Başaran Bayrak, tersanecilikte Japonya, Çin ve Güney Kore gibi dünyanın önde gelen ülkeleri ile yarışır duruma geldiklerini söylüyor. Çevreci üretimin ön planda olduğu bir dönemde Türk tersanecilerinin de önemli gelişmelere imza attığını söyleyen Bayrak, özellikle verimliliği yüksek, doğal gazlı, düşük emisyonlu çevreci römorkör, feribot gibi servis gemilerinin üretildiğine dikkat çekiyor.
Desteklenmeli
Türkiye’de bugüne kadar ihracat denilince hep tekstilciler akla geldi.

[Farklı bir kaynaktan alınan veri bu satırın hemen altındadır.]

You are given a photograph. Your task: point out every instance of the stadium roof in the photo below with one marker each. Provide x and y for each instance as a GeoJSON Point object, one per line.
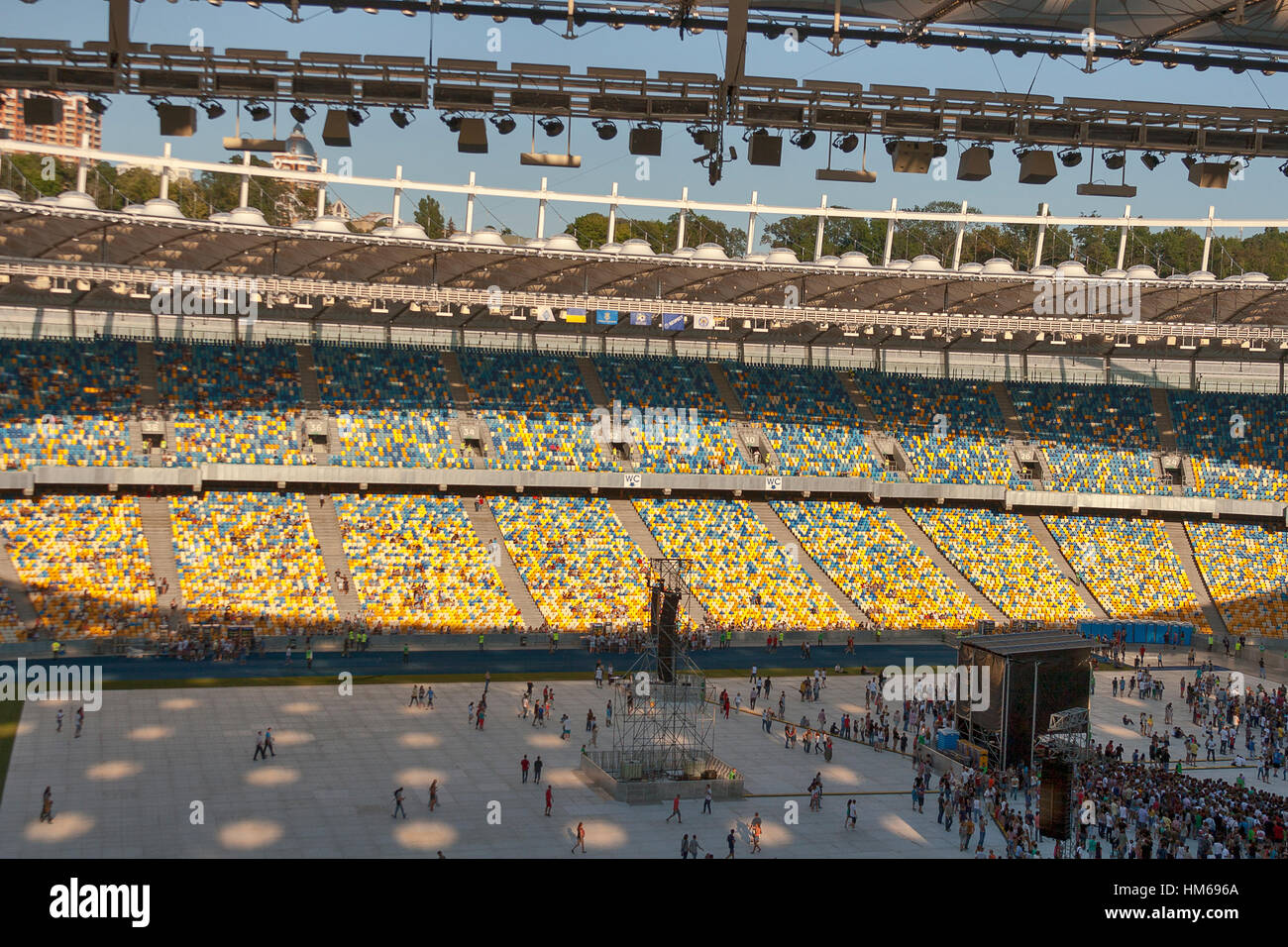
{"type": "Point", "coordinates": [1248, 24]}
{"type": "Point", "coordinates": [52, 231]}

Oysa üç tarafı denizlerle çevrili ülkemiz tersanecilikte dünya devi olabilir. Önemli olan devletin bu sektörü masaya yatırıp hedefini daha da büyütmesi için destek vermesi.
Gemi İhracatçıları Birliği Başkanı Başaran Bayrak, gemi inşa, tersane endüstrisi, gemi donanımı ve ekipmanları, güç kaynakları, deniz ve liman teknolojileri gibi sektörle ilgili tüm alanlarda Türkiye’nin gücünü katıldıkları fuarlarda gösterdiklerini söylüyor. Ancak bu iş sadece Başaran Bayrak ve bir avuç insanın çabasıyla olmaz.
Özellikle gemi inşası konusunda kalifiye elemanın yanı sıra modern tersaneciliğin gelişmesi için eğitimin önemi büyük. Bu eğitim için ise genel bir devlet politikası lazım. Özellikle önümüzdeki yıllarda çevreci gemi ve yat üretimi ciddi boyutlara ulaşabilir ve Türkiye bu pastadan büyük bir pay alabilir.
Devlet, tersaneciliği ne kadar çok desteklerse Türkiye’nin cari açığıyla mücadelesi de o kadar kolaylaşır. Yoksa bu cari açık öyle Avrupa’ya don gömlek satmayla kapanmaz.